While you might not realize it, load cells are everywhere. Almost every single piece of equipment that incorporates a scale somehow relies on one, so there’s a good chance you used one today even if you went 100 miles away from your company’s workshop.
Whether you’re weighing produce at a grocery store or stepping on the simple scale in your bathroom, you’ve more than likely interacted with one recently. Many technicians aren’t even aware of how they work, which is ironic considering how ubiquitous they are.
At their most basic, load cells consist of some sort of spring element that strain gauges have been mounted to. Traditionally, these springs are made of a type of aluminum that’s relatively sturdy. It’s also inexpensive, which has given it a certain reputation for being cheap.
However, at Arlyn Scales, we’ve elected to only use genuine stainless steel when making load cells. Stainless steel comes in a variety of grades, so our engineers have devoted a great deal of research into finding which types of steel are best for our particular situation.

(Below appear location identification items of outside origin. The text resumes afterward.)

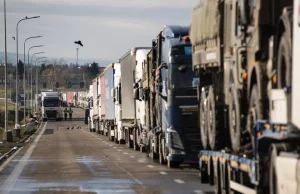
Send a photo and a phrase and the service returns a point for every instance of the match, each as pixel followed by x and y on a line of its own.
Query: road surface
pixel 61 160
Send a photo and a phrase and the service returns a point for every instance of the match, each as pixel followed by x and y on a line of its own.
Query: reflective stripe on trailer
pixel 241 188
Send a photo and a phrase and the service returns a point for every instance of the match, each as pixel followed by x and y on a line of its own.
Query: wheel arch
pixel 285 24
pixel 254 78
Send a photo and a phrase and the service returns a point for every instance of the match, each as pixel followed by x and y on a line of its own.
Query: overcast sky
pixel 107 28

Once a load is placed on the platform of the scale these cells are attached to, the steel gets slightly deformed under the load. That’s what allows a scale to collect information on objects.

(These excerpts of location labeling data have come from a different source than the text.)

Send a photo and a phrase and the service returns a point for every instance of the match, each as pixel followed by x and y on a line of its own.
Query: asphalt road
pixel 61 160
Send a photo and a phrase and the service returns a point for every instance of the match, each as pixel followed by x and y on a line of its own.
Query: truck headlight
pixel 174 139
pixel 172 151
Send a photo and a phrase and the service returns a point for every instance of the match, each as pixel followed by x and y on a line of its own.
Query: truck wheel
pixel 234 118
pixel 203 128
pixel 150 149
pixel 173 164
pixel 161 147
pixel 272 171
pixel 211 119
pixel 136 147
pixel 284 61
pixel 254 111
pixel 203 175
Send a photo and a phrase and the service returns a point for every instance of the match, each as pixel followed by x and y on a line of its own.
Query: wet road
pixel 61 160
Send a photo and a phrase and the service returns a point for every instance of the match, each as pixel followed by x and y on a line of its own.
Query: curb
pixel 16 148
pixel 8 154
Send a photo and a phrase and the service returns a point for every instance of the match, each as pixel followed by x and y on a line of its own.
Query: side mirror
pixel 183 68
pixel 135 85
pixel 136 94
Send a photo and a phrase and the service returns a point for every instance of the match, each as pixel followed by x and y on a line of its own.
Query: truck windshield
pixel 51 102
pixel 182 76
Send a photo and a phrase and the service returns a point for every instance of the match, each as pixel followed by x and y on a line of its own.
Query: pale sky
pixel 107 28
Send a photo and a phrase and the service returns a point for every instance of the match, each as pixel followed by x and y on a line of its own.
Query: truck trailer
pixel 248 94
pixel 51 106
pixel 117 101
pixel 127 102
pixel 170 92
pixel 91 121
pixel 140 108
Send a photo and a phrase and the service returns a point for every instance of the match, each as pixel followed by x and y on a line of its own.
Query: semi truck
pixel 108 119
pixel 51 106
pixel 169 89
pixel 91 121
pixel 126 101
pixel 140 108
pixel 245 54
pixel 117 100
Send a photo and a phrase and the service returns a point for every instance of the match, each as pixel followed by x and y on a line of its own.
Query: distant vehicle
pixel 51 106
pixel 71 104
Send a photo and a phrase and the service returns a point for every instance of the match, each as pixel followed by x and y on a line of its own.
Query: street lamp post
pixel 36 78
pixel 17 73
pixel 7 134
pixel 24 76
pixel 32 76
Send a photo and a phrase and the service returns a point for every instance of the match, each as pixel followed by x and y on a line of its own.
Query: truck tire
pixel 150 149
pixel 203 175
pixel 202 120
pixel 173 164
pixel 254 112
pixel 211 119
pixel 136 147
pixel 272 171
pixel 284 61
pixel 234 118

Harvesting Information From Load Cells
As soon as you remove the load, the cells should return to their normal state. In fact, Arlyn’s designers have worked hard to ensure that every scale we ship comes with load cells that will last a great period of time and respond elastically to every load they come into contact with.
During the brief time the load cells are stretched, they also stretch the attached strain gauges. These components react to small changes in the load cell and thus become slightly deformed themselves.
In a modern electronic scale, the deformation of these gauges is interpreted by a circuit to determine the weight. When strain gauges are deformed, their electrical resistance changes somewhat. Since these resistors are wired together to form a Wheatstone bridge, it’s possible to monitor these resistance changes by checking the difference in the output of the bridge.
Digital load cells have also come into their own as a field of research.
The Inner Workings Of Digitized Load Cells
A strain gauge load cell can work as a weight transducer. In this case, it works much like a spring that responds in an extremely predictable fashion whenever a downward force acts on it. When the force is removed, the load cell pops back to its original dimensions. Stainless steel components won’t become warped under normal circumstances since they’re designed to take loads in this fashion.
Attached to this load cell is a series of resistors made of flat metallic folds. When the cell bends the strain gauges become stretched, which in turn changes their resistance to a figure that’s proportional to the amount of force that’s acting on the cell.
An output signal registered from the strain gauges is sent to a special circuit that converts analog data regarding the difference in electrical potential between two points to a digital signal. Ordinary scales that work in this way have a resolution of around 1 part in 5,000.
Engineers from Arlyn have developed a special line of ultra-precision devices that use Surface Acoustic Wave (SAW) technology, which doesn’t rely on traditional stress-based measurements at all. These scales employ solid-state transducers to monitor frequency changes.
Since this frequency measure is already digital, there’s no need to convert between two different types of signals. That improves the accuracy of them by several orders of magnitude.
Finding The Best Load Cells For Your Company’s Use Case
Numerous choices await anyone who is doing some research on the best type of load cells for the kind of work they’re doing. One thing that makes your choice a bit easier is the fact that Arlyn Scales only ever feature the highest grade of stainless steel possible for any specific type of weighing unit, so you won’t have to labor too much over your decision.